Universitas Pendidikan Indonesia (UPI) juga mencatat kenaikan kuota. Tahun 2024, UPI menerima 11.181 mahasiswa baru, terdiri dari 3.363 melalui SNBP, 5.055 SNBT, dan 2.763 jalur mandiri. Pada 2023, UPI mencatat 12.896 mahasiswa baru dari berbagai jenjang pendidikan.
Begitu pula dengan Institut Teknologi Bandung (ITB), yang tahun 2024 menerima 6.433 mahasiswa baru, terdiri dari 4.734 program sarjana, 1.503 pascasarjana, dan 196 program profesi. Angka ini meningkat dibandingkan tahun 2023 yang mencatat 5.669 mahasiswa baru.

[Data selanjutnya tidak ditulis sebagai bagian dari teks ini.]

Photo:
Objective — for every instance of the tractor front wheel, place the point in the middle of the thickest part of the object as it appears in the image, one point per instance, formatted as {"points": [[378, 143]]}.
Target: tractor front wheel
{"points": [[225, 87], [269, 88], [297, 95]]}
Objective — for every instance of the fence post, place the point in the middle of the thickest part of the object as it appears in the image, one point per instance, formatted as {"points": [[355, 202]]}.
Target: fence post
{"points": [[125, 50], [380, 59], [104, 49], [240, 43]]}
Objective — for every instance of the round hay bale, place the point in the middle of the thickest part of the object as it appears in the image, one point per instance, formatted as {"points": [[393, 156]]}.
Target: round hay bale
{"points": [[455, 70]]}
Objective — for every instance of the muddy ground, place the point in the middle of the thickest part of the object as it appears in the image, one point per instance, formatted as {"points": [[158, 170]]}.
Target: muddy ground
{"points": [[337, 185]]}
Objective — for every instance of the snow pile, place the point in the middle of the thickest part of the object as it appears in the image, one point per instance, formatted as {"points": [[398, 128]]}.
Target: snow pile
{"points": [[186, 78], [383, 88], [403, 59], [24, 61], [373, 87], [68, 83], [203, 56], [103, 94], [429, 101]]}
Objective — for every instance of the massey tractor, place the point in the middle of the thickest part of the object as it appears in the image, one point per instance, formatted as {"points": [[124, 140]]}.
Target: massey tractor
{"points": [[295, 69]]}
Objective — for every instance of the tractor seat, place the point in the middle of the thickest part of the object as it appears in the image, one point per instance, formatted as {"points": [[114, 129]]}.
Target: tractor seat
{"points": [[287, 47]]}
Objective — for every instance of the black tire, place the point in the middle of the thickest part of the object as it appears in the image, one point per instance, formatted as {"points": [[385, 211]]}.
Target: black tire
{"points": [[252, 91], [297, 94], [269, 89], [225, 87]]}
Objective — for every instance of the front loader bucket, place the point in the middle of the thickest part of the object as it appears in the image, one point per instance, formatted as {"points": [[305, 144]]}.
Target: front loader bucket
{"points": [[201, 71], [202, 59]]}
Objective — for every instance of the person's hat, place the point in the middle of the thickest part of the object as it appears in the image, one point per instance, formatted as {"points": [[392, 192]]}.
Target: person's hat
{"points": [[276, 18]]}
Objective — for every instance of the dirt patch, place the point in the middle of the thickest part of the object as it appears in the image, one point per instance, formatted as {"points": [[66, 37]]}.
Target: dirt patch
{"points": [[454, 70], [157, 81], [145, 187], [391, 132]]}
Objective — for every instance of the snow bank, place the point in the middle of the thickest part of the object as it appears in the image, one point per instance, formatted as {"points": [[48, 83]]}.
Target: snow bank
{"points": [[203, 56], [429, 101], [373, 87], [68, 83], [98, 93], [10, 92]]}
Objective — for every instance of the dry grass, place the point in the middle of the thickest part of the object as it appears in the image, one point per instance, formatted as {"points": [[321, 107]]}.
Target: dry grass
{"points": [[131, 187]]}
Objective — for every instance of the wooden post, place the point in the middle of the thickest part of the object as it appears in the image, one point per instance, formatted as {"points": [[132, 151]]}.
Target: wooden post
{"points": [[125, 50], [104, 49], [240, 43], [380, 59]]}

Di saat kampus-kampus negeri kebanjiran calon mahasiswa, banyak PTS yang justru terseok-seok. Berdasarkan data Badan Pusat Statistik (BPS) tahun 2024 yang diakses pada 24 Juli 2025, jumlah perguruan tinggi swasta di Indonesia mencapai 2.812 institusi, jauh melampaui jumlah PTN yang hanya sebanyak 125. Di Jawa Barat sendiri, terdapat 418 institusi pendidikan tinggi, dengan 127 di antaranya merupakan PTS yang tersebar di Kota Bandung.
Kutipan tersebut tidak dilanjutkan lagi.